Detection Methods for CVE-2025-55274
Indicators of Compromise
- Unexpected cross-origin requests to HCL Aftermarket DPC API endpoints from unfamiliar domains
- Access logs showing requests with Origin headers from external or suspicious domains that receive successful responses
- Anomalous data access patterns or API calls that don't match typical user behavior
- Users reporting suspicious activity after visiting untrusted websites while logged into the application
Detection Strategies
- Monitor web server access logs for requests containing unusual Origin headers paired with successful authentication
- Implement alerting on API responses that include Access-Control-Allow-Origin headers matching external domains
- Deploy web application firewalls (WAF) rules to detect and log cross-origin request patterns
- Analyze browser-side telemetry for cross-origin fetch requests to internal API endpoints
Monitoring Recommendations
- Enable detailed logging of all HTTP headers, particularly Origin and CORS response headers
- Set up anomaly detection for API access patterns that deviate from normal user behavior
- Monitor for bulk data extraction attempts through API endpoints
- Implement user behavior analytics to identify potential account compromise resulting from CORS exploitation
How to Mitigate CVE-2025-55274
Immediate Actions Required
- Review and restrict CORS configurations to only allow trusted, explicitly whitelisted origins
- Avoid reflecting arbitrary Origin headers in Access-Control-Allow-Origin responses
- Implement strict origin validation using server-side allow lists
- Consider disabling Access-Control-Allow-Credentials unless absolutely necessary for legitimate cross-origin authenticated requests
Patch Information
HCL Software has released information regarding this vulnerability. Administrators should consult the HCL Software Knowledge Base Article for official patch details and remediation guidance.
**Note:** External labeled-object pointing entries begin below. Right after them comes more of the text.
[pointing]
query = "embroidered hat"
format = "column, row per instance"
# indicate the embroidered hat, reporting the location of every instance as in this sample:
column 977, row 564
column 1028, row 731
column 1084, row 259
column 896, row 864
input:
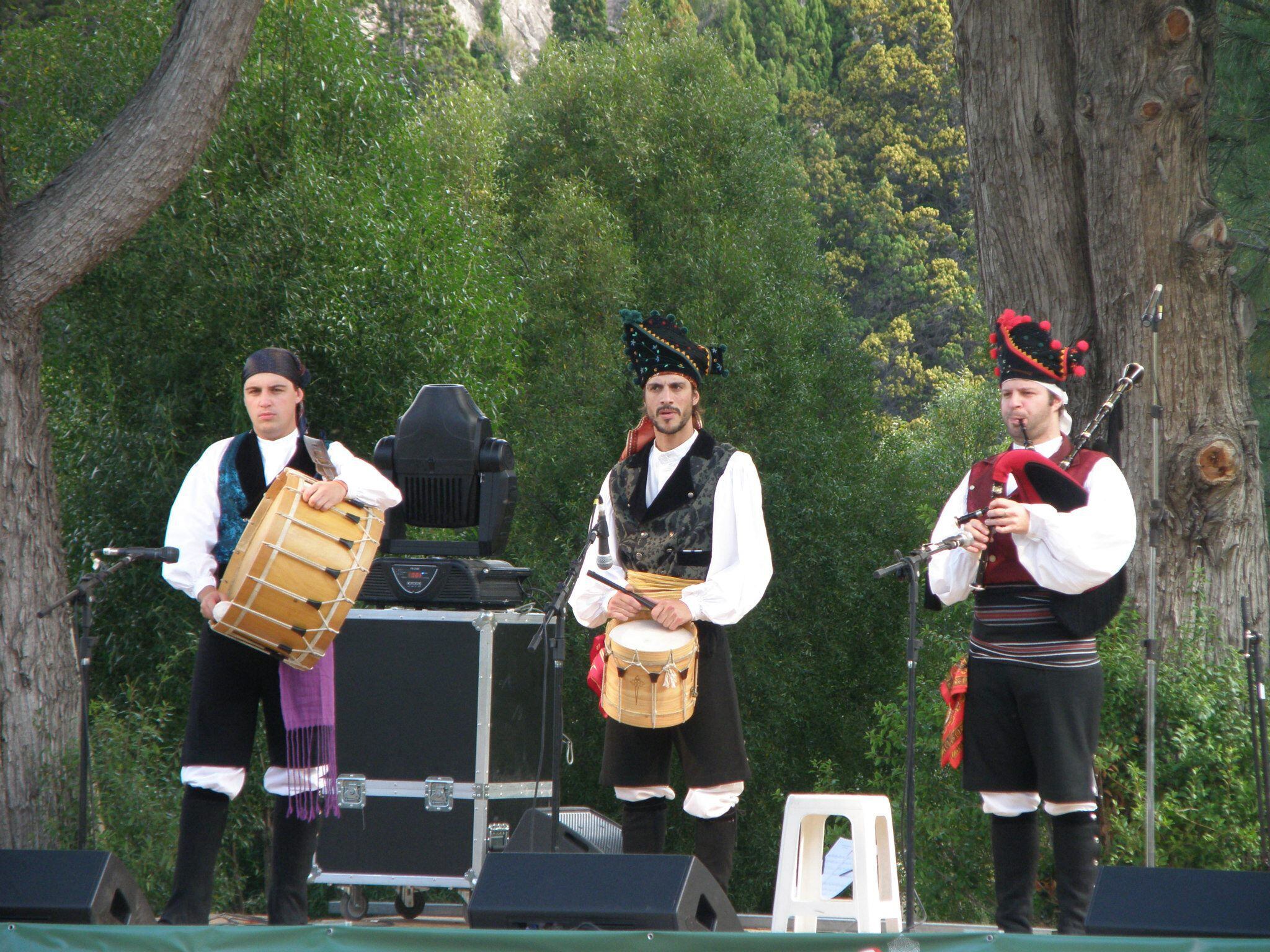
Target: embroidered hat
column 1024, row 348
column 660, row 345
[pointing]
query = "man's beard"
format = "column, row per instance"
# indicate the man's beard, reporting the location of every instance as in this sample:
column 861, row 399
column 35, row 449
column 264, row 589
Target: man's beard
column 668, row 430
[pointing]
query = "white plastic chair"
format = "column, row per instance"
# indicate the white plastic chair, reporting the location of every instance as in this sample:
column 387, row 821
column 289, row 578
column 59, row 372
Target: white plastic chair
column 874, row 902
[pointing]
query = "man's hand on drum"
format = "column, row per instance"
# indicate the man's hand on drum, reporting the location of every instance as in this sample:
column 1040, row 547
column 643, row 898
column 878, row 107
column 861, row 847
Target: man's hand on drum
column 207, row 599
column 1008, row 516
column 980, row 531
column 671, row 614
column 623, row 607
column 323, row 495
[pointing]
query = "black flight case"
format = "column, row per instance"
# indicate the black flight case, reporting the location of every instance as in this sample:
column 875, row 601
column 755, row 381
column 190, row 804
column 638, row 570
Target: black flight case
column 438, row 726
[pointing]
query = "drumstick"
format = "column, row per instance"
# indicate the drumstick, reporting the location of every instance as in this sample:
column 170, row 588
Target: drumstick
column 610, row 583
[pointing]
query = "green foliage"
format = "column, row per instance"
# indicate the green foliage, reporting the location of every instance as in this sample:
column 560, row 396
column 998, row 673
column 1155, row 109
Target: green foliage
column 868, row 89
column 646, row 173
column 431, row 46
column 579, row 19
column 1206, row 799
column 324, row 216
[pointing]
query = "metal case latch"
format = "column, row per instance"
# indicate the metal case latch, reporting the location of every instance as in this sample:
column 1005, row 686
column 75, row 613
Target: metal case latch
column 497, row 837
column 351, row 791
column 438, row 795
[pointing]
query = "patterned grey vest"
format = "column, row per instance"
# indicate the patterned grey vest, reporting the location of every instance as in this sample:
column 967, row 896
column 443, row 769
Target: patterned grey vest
column 671, row 536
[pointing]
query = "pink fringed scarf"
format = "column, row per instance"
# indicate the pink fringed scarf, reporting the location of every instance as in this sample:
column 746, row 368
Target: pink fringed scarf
column 309, row 715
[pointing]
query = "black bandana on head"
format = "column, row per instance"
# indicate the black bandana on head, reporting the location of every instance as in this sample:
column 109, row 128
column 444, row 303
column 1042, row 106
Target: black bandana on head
column 276, row 359
column 659, row 345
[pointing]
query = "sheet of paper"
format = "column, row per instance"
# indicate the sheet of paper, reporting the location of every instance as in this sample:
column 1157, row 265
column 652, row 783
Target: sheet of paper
column 840, row 868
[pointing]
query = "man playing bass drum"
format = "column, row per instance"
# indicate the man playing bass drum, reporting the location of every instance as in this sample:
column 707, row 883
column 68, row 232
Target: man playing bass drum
column 1034, row 689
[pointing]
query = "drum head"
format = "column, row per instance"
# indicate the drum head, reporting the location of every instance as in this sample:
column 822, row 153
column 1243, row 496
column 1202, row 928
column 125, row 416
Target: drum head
column 647, row 635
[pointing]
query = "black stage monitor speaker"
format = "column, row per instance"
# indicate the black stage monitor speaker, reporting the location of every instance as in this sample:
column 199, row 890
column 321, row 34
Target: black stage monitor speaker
column 598, row 891
column 69, row 886
column 582, row 831
column 1130, row 901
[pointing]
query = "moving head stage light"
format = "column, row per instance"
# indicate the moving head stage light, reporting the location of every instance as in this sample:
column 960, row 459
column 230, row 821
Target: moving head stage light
column 453, row 474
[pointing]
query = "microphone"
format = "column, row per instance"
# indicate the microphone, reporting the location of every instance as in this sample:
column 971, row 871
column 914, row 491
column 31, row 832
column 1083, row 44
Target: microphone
column 167, row 553
column 603, row 560
column 959, row 541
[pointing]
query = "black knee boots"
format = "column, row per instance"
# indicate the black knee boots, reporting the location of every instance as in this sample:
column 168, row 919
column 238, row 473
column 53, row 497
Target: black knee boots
column 716, row 844
column 290, row 862
column 1076, row 866
column 1015, row 853
column 644, row 826
column 202, row 824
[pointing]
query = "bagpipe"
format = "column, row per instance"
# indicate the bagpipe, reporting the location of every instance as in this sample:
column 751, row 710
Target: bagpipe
column 1042, row 480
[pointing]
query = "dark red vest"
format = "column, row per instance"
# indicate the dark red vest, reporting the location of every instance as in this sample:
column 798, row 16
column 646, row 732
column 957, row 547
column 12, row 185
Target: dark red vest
column 1003, row 565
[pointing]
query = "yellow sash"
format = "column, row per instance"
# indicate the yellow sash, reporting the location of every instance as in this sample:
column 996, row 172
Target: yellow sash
column 655, row 587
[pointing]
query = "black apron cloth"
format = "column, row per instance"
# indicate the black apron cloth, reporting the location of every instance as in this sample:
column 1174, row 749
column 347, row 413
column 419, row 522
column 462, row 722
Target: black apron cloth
column 710, row 743
column 1032, row 730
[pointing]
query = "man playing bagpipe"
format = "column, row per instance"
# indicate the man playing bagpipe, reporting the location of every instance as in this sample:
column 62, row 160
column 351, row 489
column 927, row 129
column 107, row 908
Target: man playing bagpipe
column 686, row 516
column 1043, row 569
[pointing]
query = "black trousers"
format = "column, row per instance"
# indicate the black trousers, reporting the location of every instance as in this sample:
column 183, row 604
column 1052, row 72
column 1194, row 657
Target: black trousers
column 1032, row 729
column 231, row 683
column 710, row 743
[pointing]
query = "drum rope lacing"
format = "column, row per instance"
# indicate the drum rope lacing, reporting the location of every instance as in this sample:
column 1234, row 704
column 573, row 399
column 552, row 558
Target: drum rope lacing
column 311, row 637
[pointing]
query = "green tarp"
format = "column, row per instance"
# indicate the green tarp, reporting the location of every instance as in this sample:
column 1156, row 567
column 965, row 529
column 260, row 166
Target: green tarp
column 370, row 938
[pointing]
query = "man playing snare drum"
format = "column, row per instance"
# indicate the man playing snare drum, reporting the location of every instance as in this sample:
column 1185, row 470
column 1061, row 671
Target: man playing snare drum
column 208, row 516
column 685, row 512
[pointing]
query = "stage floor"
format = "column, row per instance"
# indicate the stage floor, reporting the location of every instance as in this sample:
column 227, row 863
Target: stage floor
column 371, row 936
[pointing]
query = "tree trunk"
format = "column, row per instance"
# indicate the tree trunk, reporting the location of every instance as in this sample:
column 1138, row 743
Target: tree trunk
column 1089, row 161
column 46, row 244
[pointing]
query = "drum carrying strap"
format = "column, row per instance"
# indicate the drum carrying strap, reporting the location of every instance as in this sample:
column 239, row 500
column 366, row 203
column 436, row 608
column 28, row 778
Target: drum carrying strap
column 651, row 586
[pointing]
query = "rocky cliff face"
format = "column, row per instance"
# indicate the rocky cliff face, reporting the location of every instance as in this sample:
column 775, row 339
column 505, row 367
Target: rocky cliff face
column 526, row 25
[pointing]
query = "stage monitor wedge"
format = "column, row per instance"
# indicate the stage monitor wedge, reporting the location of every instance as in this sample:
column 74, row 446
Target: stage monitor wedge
column 69, row 888
column 1130, row 901
column 598, row 891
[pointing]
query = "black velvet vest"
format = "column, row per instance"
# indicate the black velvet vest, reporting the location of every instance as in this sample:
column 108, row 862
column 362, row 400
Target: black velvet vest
column 673, row 535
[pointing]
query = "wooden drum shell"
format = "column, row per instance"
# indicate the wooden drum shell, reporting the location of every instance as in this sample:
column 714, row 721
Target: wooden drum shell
column 296, row 571
column 633, row 696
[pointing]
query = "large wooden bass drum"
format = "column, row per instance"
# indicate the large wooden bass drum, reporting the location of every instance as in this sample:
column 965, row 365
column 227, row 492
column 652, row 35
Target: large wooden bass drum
column 296, row 571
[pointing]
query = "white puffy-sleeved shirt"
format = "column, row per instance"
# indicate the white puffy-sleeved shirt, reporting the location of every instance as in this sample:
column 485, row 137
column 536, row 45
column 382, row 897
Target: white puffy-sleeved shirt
column 196, row 513
column 1068, row 552
column 741, row 559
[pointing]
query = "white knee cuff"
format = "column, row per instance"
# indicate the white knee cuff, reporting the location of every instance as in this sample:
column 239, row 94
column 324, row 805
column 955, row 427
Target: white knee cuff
column 710, row 803
column 306, row 778
column 634, row 795
column 221, row 780
column 1061, row 809
column 1010, row 804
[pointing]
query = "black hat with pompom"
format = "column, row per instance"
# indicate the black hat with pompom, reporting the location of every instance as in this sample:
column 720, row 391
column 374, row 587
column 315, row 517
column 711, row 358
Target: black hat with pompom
column 659, row 345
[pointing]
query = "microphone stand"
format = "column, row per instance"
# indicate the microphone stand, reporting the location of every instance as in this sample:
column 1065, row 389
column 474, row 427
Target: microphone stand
column 84, row 644
column 1258, row 723
column 1151, row 318
column 553, row 630
column 910, row 568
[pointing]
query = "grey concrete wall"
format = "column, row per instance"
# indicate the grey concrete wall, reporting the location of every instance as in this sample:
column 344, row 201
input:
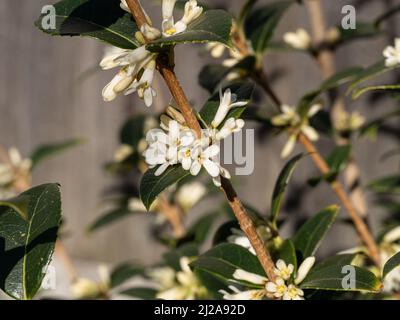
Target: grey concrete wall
column 50, row 89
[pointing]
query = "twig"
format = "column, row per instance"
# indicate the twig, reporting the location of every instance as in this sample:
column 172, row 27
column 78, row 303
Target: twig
column 360, row 226
column 248, row 227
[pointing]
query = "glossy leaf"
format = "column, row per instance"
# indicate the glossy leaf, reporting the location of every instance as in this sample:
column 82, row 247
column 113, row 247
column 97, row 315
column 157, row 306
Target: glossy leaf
column 110, row 217
column 48, row 150
column 151, row 185
column 280, row 187
column 100, row 19
column 391, row 264
column 331, row 275
column 222, row 261
column 211, row 26
column 243, row 91
column 26, row 246
column 262, row 22
column 310, row 235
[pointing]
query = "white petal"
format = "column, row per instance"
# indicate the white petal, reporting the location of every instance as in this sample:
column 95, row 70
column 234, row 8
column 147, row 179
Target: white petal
column 304, row 269
column 240, row 274
column 211, row 167
column 289, row 146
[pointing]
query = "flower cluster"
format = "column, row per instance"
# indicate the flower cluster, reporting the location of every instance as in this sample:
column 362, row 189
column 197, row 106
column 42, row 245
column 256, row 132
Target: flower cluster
column 290, row 118
column 285, row 287
column 300, row 39
column 177, row 285
column 15, row 173
column 392, row 54
column 138, row 66
column 177, row 144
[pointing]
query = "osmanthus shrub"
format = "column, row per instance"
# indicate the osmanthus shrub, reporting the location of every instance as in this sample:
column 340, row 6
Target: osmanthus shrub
column 177, row 155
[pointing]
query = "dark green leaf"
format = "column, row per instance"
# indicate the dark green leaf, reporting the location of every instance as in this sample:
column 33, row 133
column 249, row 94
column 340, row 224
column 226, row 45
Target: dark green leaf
column 243, row 92
column 391, row 264
column 309, row 237
column 262, row 22
column 213, row 74
column 100, row 19
column 389, row 184
column 45, row 151
column 222, row 261
column 172, row 258
column 211, row 26
column 331, row 275
column 26, row 246
column 113, row 216
column 123, row 273
column 151, row 185
column 140, row 293
column 280, row 187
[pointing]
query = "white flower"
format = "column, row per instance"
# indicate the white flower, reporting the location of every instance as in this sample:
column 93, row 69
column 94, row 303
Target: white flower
column 349, row 121
column 242, row 295
column 227, row 102
column 124, row 6
column 277, row 289
column 392, row 54
column 290, row 118
column 164, row 148
column 190, row 194
column 216, row 49
column 253, row 278
column 143, row 85
column 14, row 168
column 304, row 269
column 191, row 13
column 205, row 158
column 282, row 270
column 230, row 126
column 300, row 39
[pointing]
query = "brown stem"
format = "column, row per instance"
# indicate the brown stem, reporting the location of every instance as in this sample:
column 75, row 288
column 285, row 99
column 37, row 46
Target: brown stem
column 359, row 223
column 326, row 61
column 248, row 227
column 173, row 216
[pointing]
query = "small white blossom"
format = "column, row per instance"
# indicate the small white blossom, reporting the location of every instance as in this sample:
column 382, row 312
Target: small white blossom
column 290, row 118
column 392, row 54
column 282, row 270
column 277, row 289
column 304, row 269
column 192, row 12
column 236, row 294
column 300, row 39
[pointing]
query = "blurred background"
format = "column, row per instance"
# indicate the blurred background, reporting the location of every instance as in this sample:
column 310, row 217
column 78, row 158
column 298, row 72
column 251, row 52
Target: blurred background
column 50, row 90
Apply any available security updates to HCL Aftermarket Cloud as soon as possible.
Workarounds
- Implement a strict Content Security Policy (CSP) to reduce the attack surface for cross-origin data theft
- Use the SameSite cookie attribute set to Strict or Lax to limit cookie transmission in cross-origin contexts
- Deploy additional authentication layers such as anti-CSRF tokens for sensitive API operations
- Consider implementing origin-based rate limiting to detect and block bulk data extraction attempts
# Example CORS header configuration for Apache (remediation)
# Add to httpd.conf or .htaccess to restrict allowed origins
# Remove any wildcard or permissive CORS configurations
# Only allow specific trusted domains
<IfModule mod_headers.c>
SetEnvIf Origin "^https://trusted-domain\.example\.com$" CORS_ALLOW_ORIGIN=$0
Header set Access-Control-Allow-Origin %{CORS_ALLOW_ORIGIN}e env=CORS_ALLOW_ORIGIN
Header set Access-Control-Allow-Methods "GET, POST, OPTIONS"
Header set Access-Control-Allow-Headers "Content-Type, Authorization"
</IfModule>
Disclaimer: This content was generated using AI. While we strive for accuracy, please verify critical information with official sources.